Tech Companies Are Severely Underpaying Their Non-White Workers
As tech corporations began releasing a slew of disappointing diversity reports this year, most companies apologized for their numbers and pledged to do a better job at being inclusive. Those pledges didn't mention the part where the tech industry systematically underpays non-white, non-male workers.
A recent study by the American Institute for Economic Research found that having the "wrong" skin color costs tech workers thousands of dollars per year:
In the computer technology industry, on average, a Hispanic worker in this group of six occupations earns $16,353 less than a non-Hispanic worker. This is a larger differential in earnings than racial groups of color, such as blacks (whose earnings are expected to be $3,656 less than white workers), Asians (whose earnings are expected to be $8,146 less than white workers), and workers who identified "other" as their race ($6,907 less than whites).
And those figures were gathered "after controlling for education, age, region, occupation, citizenship status, and country of origin."
Bloomberg View columnist Katie Benner was particularly shocked by the low pay for Asians—a group known to be extremely well represented in the industry.

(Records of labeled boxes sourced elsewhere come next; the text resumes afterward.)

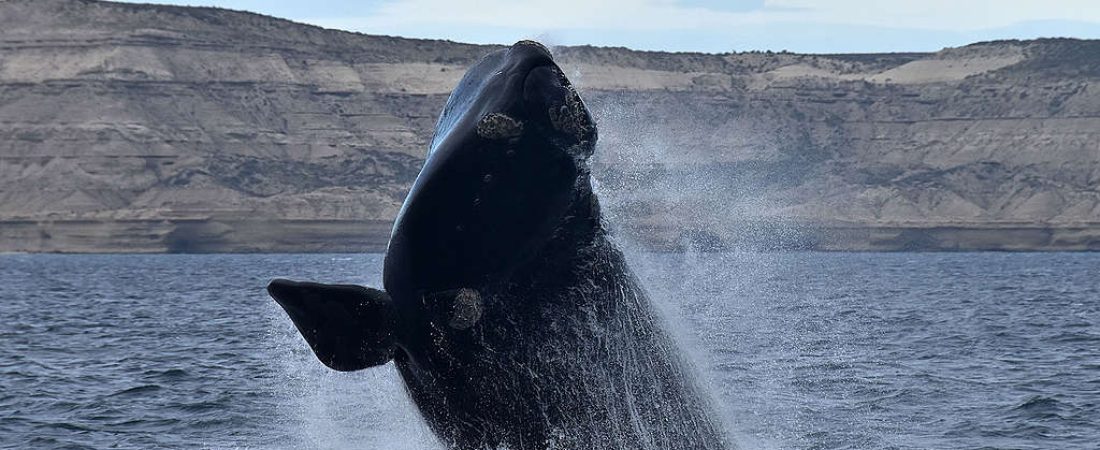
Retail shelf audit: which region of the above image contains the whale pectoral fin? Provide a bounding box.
[267,279,396,372]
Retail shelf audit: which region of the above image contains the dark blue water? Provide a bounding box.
[0,253,1100,449]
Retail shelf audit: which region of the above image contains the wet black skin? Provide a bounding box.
[268,42,727,449]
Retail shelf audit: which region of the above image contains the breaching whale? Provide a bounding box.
[268,41,728,450]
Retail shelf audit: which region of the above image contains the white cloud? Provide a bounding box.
[310,0,1100,32]
[767,0,1100,31]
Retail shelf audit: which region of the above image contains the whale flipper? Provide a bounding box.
[267,279,396,372]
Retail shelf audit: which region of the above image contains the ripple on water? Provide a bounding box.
[0,253,1100,450]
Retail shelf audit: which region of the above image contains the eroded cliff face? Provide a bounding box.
[0,0,1100,252]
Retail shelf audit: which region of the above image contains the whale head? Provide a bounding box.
[385,41,596,298]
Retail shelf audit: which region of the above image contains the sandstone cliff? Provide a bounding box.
[0,0,1100,248]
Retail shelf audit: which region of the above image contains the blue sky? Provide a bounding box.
[116,0,1100,53]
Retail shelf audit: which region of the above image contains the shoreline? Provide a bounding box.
[0,217,1100,254]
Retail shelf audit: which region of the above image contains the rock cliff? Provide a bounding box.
[0,0,1100,248]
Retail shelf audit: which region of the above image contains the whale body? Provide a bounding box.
[268,41,729,450]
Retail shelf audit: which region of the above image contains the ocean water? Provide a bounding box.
[0,253,1100,449]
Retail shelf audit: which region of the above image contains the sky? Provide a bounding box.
[116,0,1100,53]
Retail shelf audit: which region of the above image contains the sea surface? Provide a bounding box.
[0,253,1100,449]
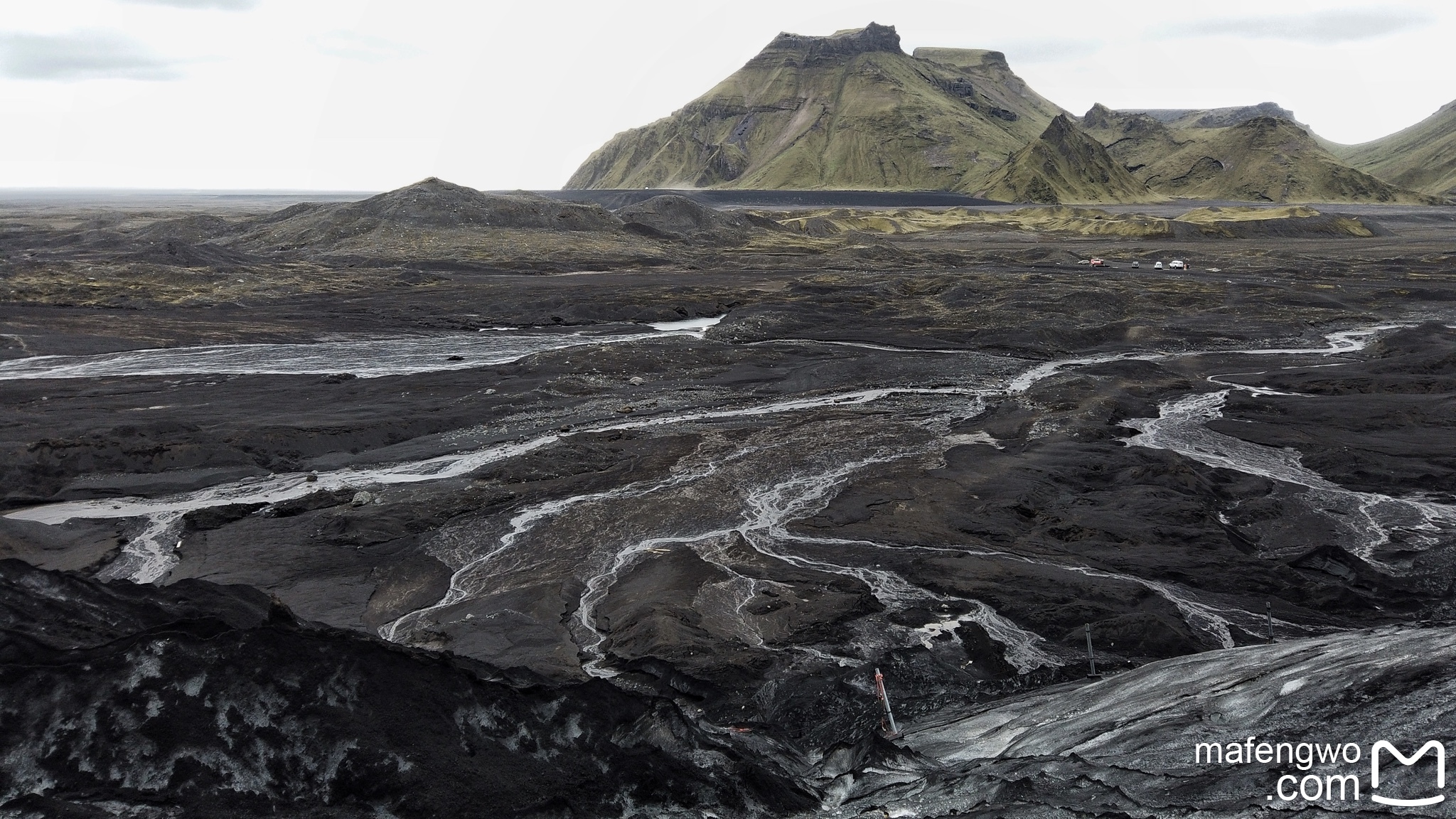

[There] seemed to be a bright spot in that otherwise grim parade of diversity numbers. Asians comprised a big chunk of the tech workforce — 23 percent at Apple, 34 percent at Google, 41 percent at Facebook and 34 percent at Twitter. Asians were the majority at Yahoo, LinkedIn and eBay, coming in at 57 percent, 60 percent and 55 percent, respectively. [...]
I offer up all this not to single out Asian employees as particularly victimized or to revisit the notion that cultural stereotypes might be keeping them out of the C-suite. I bring it up to show that a high head count in a company doesn't necessarily translate into more robust and equitable paychecks. If it did, we'd have as many Satya Nadellas as we do Jack Dorseys.
The situation has lead Wall Street Journal columnist Jeff Yang to conclude tech is a "professional dead end" for Asians. Writing for CNN, Yang says there is little upward mobility for Asians and they will "hit a ceiling well before they reach management status."
Women also get their paychecks dinged by discrimination. The AIER study found that women earn $6,358 less than men and "women with at least one child earn $11,247 less than everyone else." AIER's conclusion? Tech carries a "child penalty" for women.